As Venezuela enters a period of mourning for their President, Chavez leaves behind a nation divided.
Reviled by the rich, revered by the poor, at times praised and scorned by the Western media, he polarised global opinion as much as he polarised his own country.
Chavez was a hero to the left, but he was a flawed one. He built a cult of personality around himself and he built questionable international alliances with the Syrian and Iranian dictatorships, too willing to buy into the idea that his enemy’s enemy was his friend.
But Chavez himself was not a dictator, despite what his conservative critics say. He won the vote of the poor majority because he spoke for them and he backed his words with actions.

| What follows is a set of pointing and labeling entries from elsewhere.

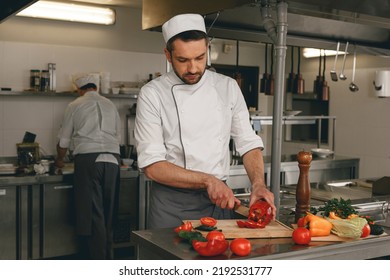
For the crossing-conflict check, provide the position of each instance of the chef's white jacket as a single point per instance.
(191, 125)
(92, 122)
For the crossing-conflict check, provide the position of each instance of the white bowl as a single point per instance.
(322, 152)
(128, 90)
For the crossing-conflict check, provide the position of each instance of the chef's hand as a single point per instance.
(220, 194)
(260, 191)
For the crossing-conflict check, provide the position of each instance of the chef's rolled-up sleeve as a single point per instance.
(148, 131)
(66, 130)
(245, 138)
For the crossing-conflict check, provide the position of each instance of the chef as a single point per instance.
(92, 123)
(184, 122)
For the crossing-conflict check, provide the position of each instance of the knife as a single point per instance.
(242, 210)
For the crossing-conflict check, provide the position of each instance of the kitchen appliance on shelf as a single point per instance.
(27, 151)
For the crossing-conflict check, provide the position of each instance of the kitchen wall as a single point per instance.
(30, 44)
(362, 124)
(130, 54)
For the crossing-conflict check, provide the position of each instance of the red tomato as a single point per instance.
(215, 234)
(366, 230)
(301, 236)
(208, 221)
(301, 222)
(241, 247)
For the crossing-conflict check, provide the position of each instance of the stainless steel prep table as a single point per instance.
(165, 244)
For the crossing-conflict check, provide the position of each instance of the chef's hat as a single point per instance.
(181, 23)
(87, 79)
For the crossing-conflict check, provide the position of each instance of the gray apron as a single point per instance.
(169, 206)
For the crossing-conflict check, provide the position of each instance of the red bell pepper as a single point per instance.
(210, 248)
(261, 212)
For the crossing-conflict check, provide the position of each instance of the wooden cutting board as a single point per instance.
(335, 238)
(230, 229)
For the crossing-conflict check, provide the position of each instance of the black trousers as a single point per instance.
(96, 186)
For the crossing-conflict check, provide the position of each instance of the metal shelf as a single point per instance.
(258, 121)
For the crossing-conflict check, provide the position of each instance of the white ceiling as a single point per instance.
(123, 3)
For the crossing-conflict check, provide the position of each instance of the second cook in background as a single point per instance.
(92, 123)
(184, 122)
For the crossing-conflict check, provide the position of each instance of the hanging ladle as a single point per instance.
(352, 86)
(342, 76)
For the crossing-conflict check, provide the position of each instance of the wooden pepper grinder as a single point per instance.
(303, 187)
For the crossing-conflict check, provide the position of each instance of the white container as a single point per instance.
(105, 81)
(382, 83)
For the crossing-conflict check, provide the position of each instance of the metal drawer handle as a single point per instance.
(63, 187)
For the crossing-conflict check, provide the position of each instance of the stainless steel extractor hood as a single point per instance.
(11, 7)
(311, 23)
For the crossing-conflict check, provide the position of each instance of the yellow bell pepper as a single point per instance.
(332, 215)
(317, 225)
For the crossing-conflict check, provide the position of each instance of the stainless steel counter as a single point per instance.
(165, 244)
(321, 170)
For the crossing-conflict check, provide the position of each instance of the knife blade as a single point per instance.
(242, 210)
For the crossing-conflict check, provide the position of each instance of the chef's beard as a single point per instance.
(187, 81)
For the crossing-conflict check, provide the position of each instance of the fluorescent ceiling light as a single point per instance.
(69, 12)
(309, 52)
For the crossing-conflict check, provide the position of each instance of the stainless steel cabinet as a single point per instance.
(57, 230)
(8, 222)
(36, 218)
(127, 216)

Unlike many of Latin America’s loudest populists, Chavez stood fast to his programme of social reform, even when economic conditions were against him.
He redistributed the country’s wealth and he ploughed its vast oil revenues into healthcare, housing, education and food for its most destitute people. In doing so, he raised millions out of absolute poverty.
Extreme poverty fell by 72% under Chavez, while infant mortality fell by 18.2% between 1998 and 2006.
For all his faults, and for all the valid criticisms that should be raised of him, the world must never forget how one man helped make the lives of some of its poorest citizens better.
But the revolution is far bigger than one man. Chavez’s death leaves a vacuum in personality, but not in politics. The people he inspired, the people he taught to learn their constitution, the people he raised onto his shoulders so that they could see what could be achieved with their collective endeavours will not forget the progress they have made in the last 14 years. Nor will they be willing to go quietly back to America’s yard and offer themselves up to the ravages of the failed neoliberal policies that brought them so much misery.
“Whenever death may surprise us, let it be welcome if our battle cry has reached even one receptive ear and another hand reaches out to take up our arms,” another flawed left-wing icon once said.
And Chavez’s battle cry to the poor has reached millions of receptive ears, not just in Venezuela, but across Latin America as a pink tide sweeps a continent finally willing to stand up for itself.
Venezuela now stands at a crossroads, but Chavez’s death is not the end of the revolution. It was always far bigger than him.